A recently developed and newly released Stanford-created blood test can detect Down syndrome and two other major genetic defects at early stages of pregnancy. Experts have expressed concerns, however, about the ethics of knowing a fetus’s genetics during a period of pregnancy when abortion is both safer and more commonly legal.
The $1,200 test, which analyzes fetal DNA in expectant mothers at 10 weeks, is being offered by Verinata Health — a Redwood City biotechnology company — which licensed a technique designed by Stanford biophysicist Stephen Quake.
A Verinata-sponsored clinical trial, published in the journal of the American Congress of Obstetrics and Gynecology, demonstrated the test’s effectiveness. The technique was able to predict all 89 cases of Down syndrome in 532 maternal blood samples, 35 of 36 cases of Edwards syndrome and 11 of 14 cases of Patau syndrome.
The new test offers the possibility of being able to examine fetal DNA as early as five weeks into pregnancy and to test it with just a blood drop, according to Stanford Law School professor and technology ethics expert Hank Greely ‘74.
The blood test eliminates the risk of more invasive tests such as amniocentesis, which can only be carried out later in pregnancy and create a higher risk of miscarriage. The blood test counts the millions of free-floating fetal DNA in maternal blood, detecting excessive genetic material that might signal a birth defect.

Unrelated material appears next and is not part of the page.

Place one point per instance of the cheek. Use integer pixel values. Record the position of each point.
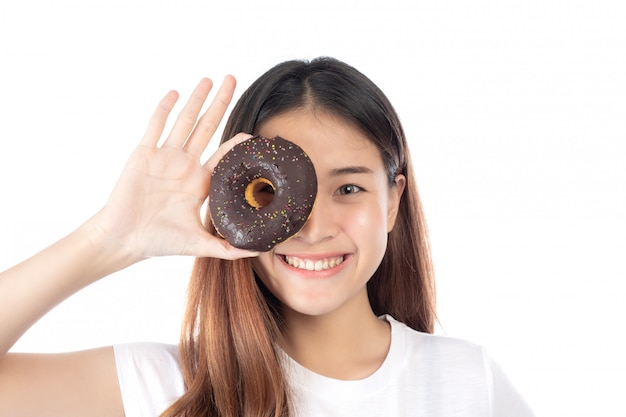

“This would not entirely replace the more invasive method of amniocentesis, but it might significantly reduce the number of mothers that undergo amniocentesis,” wrote Ahmad Salehi, a clinical associate professor in the Stanford School of Medicine, in an email to The Daily.
“This is the first step toward a real transformation to how we have babies in this country,” Greely said. “We’ve been able to do prenatal testing for over forty years but it involves difficult, expensive, unpleasant, risky procedures. This is no long needle or invasive procedure.”
“There are five million pregnancies in the world and 2 percent get genetic testing,” Greely added. “In a few years, this kind of testing will be very common.”
While testing is currently limited to Down syndrome, Edwards syndrome and Patau syndrome, the technique may be broadly applied in the future.
“Soon you will be able to look at any section of the genome you want,” Greely said. Doctors would be able to see if the fetus has Tay Sachs disease, sickle cell anemia, “if they’re a redhead, a boy or a girl.”
The test opens up “broader discussions,” according to Greely.
“We need to let parents have complete decision-making power,” he added. “It’s just better than having the government decide what you can and can’t do in pregnancy.”
“I believe the availability of rather easy techniques for prenatal detection of Down syndrome would be like a double-edged sword,” Salehi wrote. “On the one hand, it may lead to an increase in abortion rates of fetuses with Down syndrome. However, it may also open up a new window for early detection and treatment.”
“It needs to become more accurate to become diagnostic. Right now it’s recognized as screening, not as diagnostic,” added Greely. “By making it easier to test you make it easier to terminate pregnancies you don’t want. It raises some hard questions for some people.”
“Our research has shown that among more than 300 genes triplicated in Down syndrome there are a few genes that play major roles in cognitive disabilities,” Salehi wrote. “For this reason, targeting these specific genes and reducing their expression to normal in utero might be a fundamental therapy for children with Down syndrome.”